Re: Difference between struct and class and pointer to member data

James Kanze <>
Thu, 10 Sep 2009 02:35:37 -0700 (PDT)
On Sep 9, 4:03 pm, Michael Tsang <> wrote:


Difference between class and struct:
class has private access level, struct has public access
level; class can be used to declare template parameter, struct

The word class has two meanings: it is a keyword (which can be
used to declare a template type parameter, in which case it is
synonymous with typename), but the standard also talks about
class types. I suspect that this is often a source of
confusion---a class type can be declared with any of the
keywords class, struct or union (but there are a number of
constraints regarding the use of union).

When you serialize (dump) a class into a file, the content
will be the internal representation of a class (including any
v-table, padding bytes, etc.).

Serializing is *not* dumping. Dumping is only valid for a very
small set of types, at least if you want to reread the data
later. (Dumping is usually only done in hex format, for
information purposes.)

Therefore, dumping any class with pointers (including all
classes with virtual members and inheritance, as they have a
hidden pointer at the front) is useless.

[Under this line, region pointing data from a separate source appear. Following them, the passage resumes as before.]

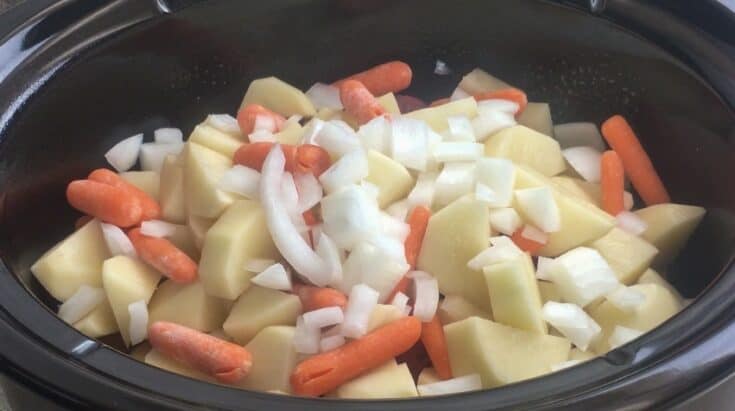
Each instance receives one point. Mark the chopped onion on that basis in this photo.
(360, 304)
(286, 237)
(465, 383)
(138, 326)
(123, 155)
(572, 322)
(168, 136)
(324, 96)
(81, 303)
(585, 161)
(241, 180)
(275, 277)
(117, 241)
(158, 228)
(631, 223)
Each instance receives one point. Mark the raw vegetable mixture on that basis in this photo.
(354, 243)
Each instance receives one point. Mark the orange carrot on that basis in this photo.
(359, 102)
(432, 336)
(390, 77)
(612, 182)
(110, 204)
(637, 164)
(323, 373)
(164, 257)
(513, 94)
(223, 360)
(151, 209)
(313, 298)
(248, 115)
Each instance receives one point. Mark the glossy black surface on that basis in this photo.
(84, 74)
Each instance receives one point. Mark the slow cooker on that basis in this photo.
(78, 75)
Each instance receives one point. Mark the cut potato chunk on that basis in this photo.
(669, 228)
(202, 173)
(436, 117)
(659, 306)
(390, 380)
(537, 116)
(278, 96)
(258, 308)
(239, 235)
(627, 254)
(148, 181)
(127, 280)
(454, 236)
(514, 294)
(391, 177)
(276, 359)
(188, 305)
(73, 262)
(501, 354)
(528, 147)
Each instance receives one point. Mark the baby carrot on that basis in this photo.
(223, 360)
(110, 204)
(247, 117)
(323, 373)
(432, 336)
(151, 209)
(359, 102)
(612, 182)
(164, 257)
(637, 164)
(313, 298)
(390, 77)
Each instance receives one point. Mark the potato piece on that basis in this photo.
(514, 294)
(513, 355)
(203, 171)
(171, 193)
(456, 234)
(98, 323)
(278, 96)
(188, 305)
(213, 139)
(526, 146)
(669, 228)
(127, 280)
(537, 116)
(390, 380)
(659, 306)
(148, 181)
(258, 308)
(391, 177)
(275, 359)
(73, 262)
(626, 253)
(239, 235)
(436, 117)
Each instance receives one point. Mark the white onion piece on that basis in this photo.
(158, 228)
(631, 223)
(360, 305)
(241, 180)
(81, 303)
(138, 326)
(123, 155)
(572, 322)
(117, 241)
(585, 161)
(471, 382)
(324, 96)
(286, 237)
(168, 136)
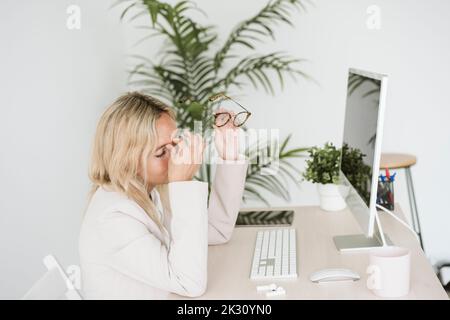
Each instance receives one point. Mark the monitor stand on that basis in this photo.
(358, 242)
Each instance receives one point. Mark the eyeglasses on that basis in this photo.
(222, 118)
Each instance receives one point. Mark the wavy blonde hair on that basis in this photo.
(125, 135)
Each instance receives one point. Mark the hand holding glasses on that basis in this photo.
(221, 118)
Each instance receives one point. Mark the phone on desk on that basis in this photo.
(269, 218)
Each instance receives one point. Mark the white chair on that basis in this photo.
(54, 285)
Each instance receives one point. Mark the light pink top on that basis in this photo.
(124, 255)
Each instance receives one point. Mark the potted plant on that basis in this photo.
(195, 64)
(323, 169)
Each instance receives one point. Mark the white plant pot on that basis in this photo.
(331, 196)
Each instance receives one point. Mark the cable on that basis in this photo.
(399, 220)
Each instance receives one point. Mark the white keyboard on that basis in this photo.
(275, 255)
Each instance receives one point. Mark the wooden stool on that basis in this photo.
(405, 161)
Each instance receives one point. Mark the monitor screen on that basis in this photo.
(360, 129)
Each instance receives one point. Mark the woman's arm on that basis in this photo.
(225, 200)
(138, 254)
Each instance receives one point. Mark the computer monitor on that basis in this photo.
(363, 128)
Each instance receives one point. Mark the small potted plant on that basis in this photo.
(323, 169)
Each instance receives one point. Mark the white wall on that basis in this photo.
(55, 83)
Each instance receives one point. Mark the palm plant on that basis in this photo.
(189, 73)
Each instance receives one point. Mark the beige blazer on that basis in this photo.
(124, 255)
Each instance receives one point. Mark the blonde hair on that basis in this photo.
(125, 135)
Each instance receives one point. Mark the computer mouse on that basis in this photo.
(327, 275)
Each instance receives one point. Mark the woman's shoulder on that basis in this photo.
(106, 203)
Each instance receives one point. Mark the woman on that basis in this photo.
(148, 224)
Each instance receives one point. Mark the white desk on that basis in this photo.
(229, 264)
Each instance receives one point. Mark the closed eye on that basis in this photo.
(161, 153)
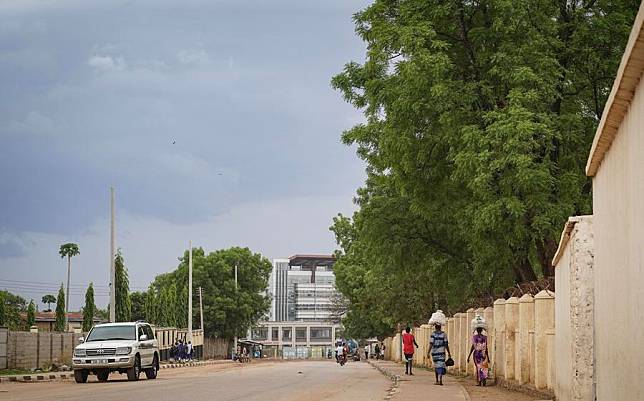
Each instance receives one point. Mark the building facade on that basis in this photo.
(302, 288)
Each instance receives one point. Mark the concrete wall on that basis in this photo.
(618, 207)
(574, 344)
(521, 341)
(27, 350)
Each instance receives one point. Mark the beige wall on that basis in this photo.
(532, 337)
(574, 319)
(618, 206)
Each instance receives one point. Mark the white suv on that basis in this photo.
(117, 347)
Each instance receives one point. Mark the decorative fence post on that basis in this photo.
(544, 313)
(511, 319)
(526, 324)
(499, 334)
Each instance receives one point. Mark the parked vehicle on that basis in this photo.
(117, 347)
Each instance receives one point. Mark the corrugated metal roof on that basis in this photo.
(620, 98)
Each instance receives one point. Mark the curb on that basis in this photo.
(42, 377)
(37, 377)
(193, 364)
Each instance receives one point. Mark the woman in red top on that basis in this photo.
(408, 349)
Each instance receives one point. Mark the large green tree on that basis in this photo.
(31, 314)
(89, 311)
(48, 299)
(123, 308)
(478, 120)
(137, 300)
(68, 251)
(228, 310)
(61, 313)
(12, 307)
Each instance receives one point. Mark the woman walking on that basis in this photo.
(438, 345)
(479, 349)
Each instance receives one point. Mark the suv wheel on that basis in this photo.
(151, 373)
(80, 375)
(102, 375)
(134, 372)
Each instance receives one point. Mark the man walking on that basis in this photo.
(409, 341)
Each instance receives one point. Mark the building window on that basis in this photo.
(300, 334)
(320, 333)
(259, 333)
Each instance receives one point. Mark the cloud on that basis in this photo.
(106, 63)
(151, 246)
(193, 56)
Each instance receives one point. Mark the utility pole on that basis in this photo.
(112, 253)
(190, 293)
(201, 311)
(235, 340)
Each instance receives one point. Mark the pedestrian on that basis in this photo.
(479, 349)
(409, 341)
(173, 352)
(438, 344)
(190, 350)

Deserializing a class
(providing it does not have any pointers) is similar to
serializing a class, you only need to pass the pointer and the
size. Therefore, to deserialize a class, you just need to call

That's only true for a very limited number of cases: character
types, and arrays of character types.`

Here is the criteria for classes which are safe to serialize:

You can serialize any type you want, including all class types,
but it's up to you to write the code to do it.